Yes, but it is not recommended to do so often here for the following reasons.
High handling fee of 1:
Funds can indeed reduce costs by buying low and selling high, but it must be noted here that the transaction costs of OTC funds include subscription fees and redemption fees, which makes the transaction costs of funds obviously different from those of stocks.
Especially each redemption fee, if the time is short, the rate will be higher. In general, the longer the fund is held, the lower the redemption fee. If the specified number of days is exceeded, the redemption fee will no longer be charged, so the transaction cost will rise sharply.
Some funds bought in the market do not have this concern, but there is another factor to consider.
2 small fluctuations in funds:
Compared with the rise and fall of stocks, the fluctuation of funds is small, and frequent "selling high and sucking low" can not reduce the cost of holding positions well. If the increase is not big, it may be that the income we sell is not enough for our handling fee, so we waste our handling fee.
3 market uncertainty:
The price of OTC funds does not change in real time, and there is only one price every day. In addition, most off-exchange funds are usually based on the T+2 rule, that is, it takes two trading days to arrive after we submit the redemption application. Moreover, at the time of subscription, it is often T+ 1 or T+2 to confirm the share. When these specific accounts arrive and when the shares are confirmed depends on the specific fund rules, and different foundations have different regulations. But generally speaking, the flexibility of trading is limited.
Stocks and on-site funds are more flexible, and we can immediately make short-term judgments based on the current market. Therefore, if the market is in a stalemate and there is no clear direction in the short term, our fund will adopt a high-selling and low-sucking approach, and it is easy to lose money because the transaction is not timely.
In addition, stocks can be mutually verified according to various technical indicators, which can increase our success rate, while stock funds invest in a basket of stocks, so we usually only have a rough judgment, and the accuracy of judging the subsequent market will decline.
Compared with stocks, fund investment actually requires relatively low ability for us, which is not suitable for Vaughan's frequent operation. The soul of investment funds mainly lies in choosing fund managers and the investment research team behind them. If the fund manager has a strong ability, we can get excess returns in the bull market and reduce losses in the bear market.

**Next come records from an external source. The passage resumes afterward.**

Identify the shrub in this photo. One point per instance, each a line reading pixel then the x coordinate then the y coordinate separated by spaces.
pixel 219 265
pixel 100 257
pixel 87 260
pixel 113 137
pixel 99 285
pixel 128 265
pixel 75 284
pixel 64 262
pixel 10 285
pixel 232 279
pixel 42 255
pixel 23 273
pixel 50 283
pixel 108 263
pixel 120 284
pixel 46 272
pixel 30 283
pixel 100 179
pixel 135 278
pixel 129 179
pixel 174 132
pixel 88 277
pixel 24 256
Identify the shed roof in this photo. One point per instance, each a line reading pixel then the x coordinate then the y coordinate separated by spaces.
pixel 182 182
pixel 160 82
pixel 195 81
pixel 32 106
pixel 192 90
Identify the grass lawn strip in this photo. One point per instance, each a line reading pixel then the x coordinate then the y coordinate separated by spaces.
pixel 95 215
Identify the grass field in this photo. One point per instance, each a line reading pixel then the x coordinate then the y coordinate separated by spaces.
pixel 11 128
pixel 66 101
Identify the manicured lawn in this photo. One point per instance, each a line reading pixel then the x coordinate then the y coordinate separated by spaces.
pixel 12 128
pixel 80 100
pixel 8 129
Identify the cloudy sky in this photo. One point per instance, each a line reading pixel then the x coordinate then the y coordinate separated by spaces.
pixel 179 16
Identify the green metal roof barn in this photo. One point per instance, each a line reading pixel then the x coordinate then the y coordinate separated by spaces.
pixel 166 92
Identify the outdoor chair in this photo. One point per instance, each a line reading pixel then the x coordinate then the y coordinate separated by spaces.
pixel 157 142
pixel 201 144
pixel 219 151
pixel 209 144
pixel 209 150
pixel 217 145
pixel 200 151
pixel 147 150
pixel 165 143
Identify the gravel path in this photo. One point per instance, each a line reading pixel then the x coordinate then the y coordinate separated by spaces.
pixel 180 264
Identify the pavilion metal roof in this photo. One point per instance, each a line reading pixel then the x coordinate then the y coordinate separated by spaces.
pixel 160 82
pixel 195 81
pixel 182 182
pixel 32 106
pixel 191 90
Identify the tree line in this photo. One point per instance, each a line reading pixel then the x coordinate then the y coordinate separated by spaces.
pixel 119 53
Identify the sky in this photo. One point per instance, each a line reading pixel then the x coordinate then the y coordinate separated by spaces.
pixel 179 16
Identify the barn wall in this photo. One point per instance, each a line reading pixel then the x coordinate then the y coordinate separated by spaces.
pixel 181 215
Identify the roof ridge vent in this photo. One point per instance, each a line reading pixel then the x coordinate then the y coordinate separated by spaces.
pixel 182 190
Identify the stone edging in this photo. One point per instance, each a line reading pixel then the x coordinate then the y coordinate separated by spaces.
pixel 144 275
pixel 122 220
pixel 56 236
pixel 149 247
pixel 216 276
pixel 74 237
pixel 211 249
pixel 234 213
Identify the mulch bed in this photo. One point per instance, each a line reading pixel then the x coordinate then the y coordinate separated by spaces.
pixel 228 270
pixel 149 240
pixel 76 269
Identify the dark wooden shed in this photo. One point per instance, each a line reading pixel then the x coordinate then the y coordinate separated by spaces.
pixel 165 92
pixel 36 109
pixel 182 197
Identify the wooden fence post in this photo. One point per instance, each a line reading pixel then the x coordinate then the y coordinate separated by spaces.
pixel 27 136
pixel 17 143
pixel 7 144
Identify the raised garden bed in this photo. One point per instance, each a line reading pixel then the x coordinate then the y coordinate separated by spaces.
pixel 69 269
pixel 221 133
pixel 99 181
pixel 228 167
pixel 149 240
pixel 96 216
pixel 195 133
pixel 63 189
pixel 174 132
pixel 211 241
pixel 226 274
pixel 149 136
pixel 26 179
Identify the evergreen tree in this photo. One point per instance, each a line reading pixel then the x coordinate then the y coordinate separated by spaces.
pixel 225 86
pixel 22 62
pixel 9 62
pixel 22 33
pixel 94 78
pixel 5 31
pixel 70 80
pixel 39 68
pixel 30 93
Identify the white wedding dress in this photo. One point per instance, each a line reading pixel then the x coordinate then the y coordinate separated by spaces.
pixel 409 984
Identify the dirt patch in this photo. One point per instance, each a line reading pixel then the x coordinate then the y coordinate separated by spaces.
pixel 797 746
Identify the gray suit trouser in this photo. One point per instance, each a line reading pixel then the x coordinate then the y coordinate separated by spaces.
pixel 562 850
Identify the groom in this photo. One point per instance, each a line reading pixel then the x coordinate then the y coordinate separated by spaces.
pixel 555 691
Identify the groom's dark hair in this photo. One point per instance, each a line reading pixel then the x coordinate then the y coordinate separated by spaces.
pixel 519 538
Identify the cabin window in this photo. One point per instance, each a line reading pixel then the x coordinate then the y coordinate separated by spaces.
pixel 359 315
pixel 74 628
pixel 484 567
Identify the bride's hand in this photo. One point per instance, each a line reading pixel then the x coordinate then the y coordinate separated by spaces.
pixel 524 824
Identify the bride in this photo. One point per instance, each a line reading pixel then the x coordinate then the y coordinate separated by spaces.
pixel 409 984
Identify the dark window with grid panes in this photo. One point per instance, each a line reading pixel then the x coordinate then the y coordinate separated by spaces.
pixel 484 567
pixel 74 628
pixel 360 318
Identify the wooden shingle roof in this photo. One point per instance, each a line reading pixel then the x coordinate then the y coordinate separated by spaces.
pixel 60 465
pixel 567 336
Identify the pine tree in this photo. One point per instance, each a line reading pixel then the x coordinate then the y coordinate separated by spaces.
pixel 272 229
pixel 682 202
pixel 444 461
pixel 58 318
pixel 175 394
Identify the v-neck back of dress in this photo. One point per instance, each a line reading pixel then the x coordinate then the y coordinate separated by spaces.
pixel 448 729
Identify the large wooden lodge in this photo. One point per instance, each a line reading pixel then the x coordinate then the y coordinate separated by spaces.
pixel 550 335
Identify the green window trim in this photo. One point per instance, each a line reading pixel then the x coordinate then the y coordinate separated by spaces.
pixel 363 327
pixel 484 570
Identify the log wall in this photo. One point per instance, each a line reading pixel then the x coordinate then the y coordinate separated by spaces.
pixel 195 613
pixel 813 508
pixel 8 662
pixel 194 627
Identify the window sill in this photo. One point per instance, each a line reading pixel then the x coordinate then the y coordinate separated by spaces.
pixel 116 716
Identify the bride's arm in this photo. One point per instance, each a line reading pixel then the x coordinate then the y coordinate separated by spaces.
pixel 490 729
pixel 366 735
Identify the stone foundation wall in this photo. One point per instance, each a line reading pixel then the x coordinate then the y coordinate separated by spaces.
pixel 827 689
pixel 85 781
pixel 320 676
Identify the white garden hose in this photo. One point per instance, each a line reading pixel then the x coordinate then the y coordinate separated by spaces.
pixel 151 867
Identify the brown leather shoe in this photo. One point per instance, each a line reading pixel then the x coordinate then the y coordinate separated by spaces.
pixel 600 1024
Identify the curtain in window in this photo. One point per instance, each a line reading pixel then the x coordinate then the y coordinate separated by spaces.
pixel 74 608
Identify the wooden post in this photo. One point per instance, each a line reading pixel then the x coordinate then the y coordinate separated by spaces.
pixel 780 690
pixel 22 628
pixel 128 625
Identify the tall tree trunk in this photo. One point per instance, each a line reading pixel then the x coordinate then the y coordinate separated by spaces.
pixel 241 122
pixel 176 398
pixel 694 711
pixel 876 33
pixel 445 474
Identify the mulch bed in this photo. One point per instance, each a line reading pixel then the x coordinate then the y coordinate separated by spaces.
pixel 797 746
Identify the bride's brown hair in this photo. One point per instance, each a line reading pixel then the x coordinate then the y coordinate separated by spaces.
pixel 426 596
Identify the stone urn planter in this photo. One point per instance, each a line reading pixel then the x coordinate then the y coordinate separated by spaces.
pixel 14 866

Summary of fund investment experience
Funds are actually more suitable for long-term investment. Although it is a long-term investment, it also needs our timing ability. In this short market, we must seize the opportunity to take profits.
If our investment fund loses money, we need to resume trading in time. We can divide the causes of losses into human factors and non-human factors, and analyze which ones are caused by our own "chasing up and killing down" and which ones are caused by systemic risks.
At the same time, it is necessary to sort out the situation of holding funds, such as whether there are funds with the same theme, which funds were bought when chasing up, whether the fund manager has adjusted, whether the holding funds match the market direction, and whether the positions are reasonable.
The experience of fund investment is gradually accumulated, and every investment needs to sum up experience, which is a long and endless learning process.